Es zeigte sich: obwohl die Einzelspieler sehr gut sind und die Mannschaft ihr System fast schon perfekt beherrscht, hat man in Europa keinen Erfolg. Das sollte einem zu denken geben und zeigt, dass sich etwas ändern muss.

Und dabei meine ich jetzt gar nicht die Rahmenbedingungen, die bekannten Probleme mit den Schulden und veralteten Stadien. Natürlich müssen sich diese auch ändern, allerdings ist das nicht das einzige Problem.

Es ist ja auch ein Problem, das Juventus nicht so stark betrifft, hat man schließlich das modernste Stadion des Landes und als wahrscheinlich einzige Mannschaft einen Kader, der auch international top ist und wohl auch in einem Champions League-Viertelfinale gegenüber den anderen Mannschaften nicht wirklich abfällt.

Daher sehe ich das Problem vor allem sportlich/taktisch. Klar haben sich die wirtschaftlichen Bedingungen in Italien geändert und auch bei Juventus fehlen wohl die ganz großen Stars, das heißt aber nicht, dass man sportlich keinen Erfolg mehr haben kann.

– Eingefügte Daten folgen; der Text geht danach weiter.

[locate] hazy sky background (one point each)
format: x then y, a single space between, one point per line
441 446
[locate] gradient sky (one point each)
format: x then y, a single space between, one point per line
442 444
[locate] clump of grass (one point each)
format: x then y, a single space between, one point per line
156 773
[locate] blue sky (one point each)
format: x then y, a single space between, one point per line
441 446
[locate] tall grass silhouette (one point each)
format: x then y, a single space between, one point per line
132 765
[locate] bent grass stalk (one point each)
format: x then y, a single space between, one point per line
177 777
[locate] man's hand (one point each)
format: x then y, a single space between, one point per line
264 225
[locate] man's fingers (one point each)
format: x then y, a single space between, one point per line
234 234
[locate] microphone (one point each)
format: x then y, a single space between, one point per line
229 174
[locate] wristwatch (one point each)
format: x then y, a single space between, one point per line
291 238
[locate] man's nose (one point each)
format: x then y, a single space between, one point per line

Dies zeigte sich in den letzten Jahren zum Beispiel bei Borussia Dortmund oder derzeit auch ganz deutlich bei Diego Simeones Atletico Madrid. Oder ist der Kader von Atletico Madrid etwa stärker als jener von Juventus?

Auch in Italien ist derzeit klar ersichtlich, wie viel man mit einem guten, funktionierenden taktischen Konzept erreichen kann, dazu muss man sich nur die Roma ansehen, die in der Serie A quasi eine erfrischende Ausnahme zu den gleich eingestellten, unkreativen 3-5-2 Teams, die allesamt mit der selben veralteten, defensiven Spielphilosophie agieren, darstellt.

Denn rein vom Kader her ist die Roma meiner Meinung nach kaum stärker als Inter, trotzdem haben die Römer heuer fast 30 Punkte mehr. Neben der Roma zeigen immerhin auch Napoli und Fiorentina sehr interessante Ansätze.

Mit dem Ausscheiden von Juventus gegen Benfica steht nun fest, dass die Portugiesen nächstes Jahr in der Uefa 5-Jahreswertung von Platz 4 starten werden und die Italiener somit überholt haben. Normalerweise drücke ich international immer den Italienern die Daumen, was Juventus in der Europa League betrifft habe ich mir dabei ehrlich gesagt sehr schwer getan.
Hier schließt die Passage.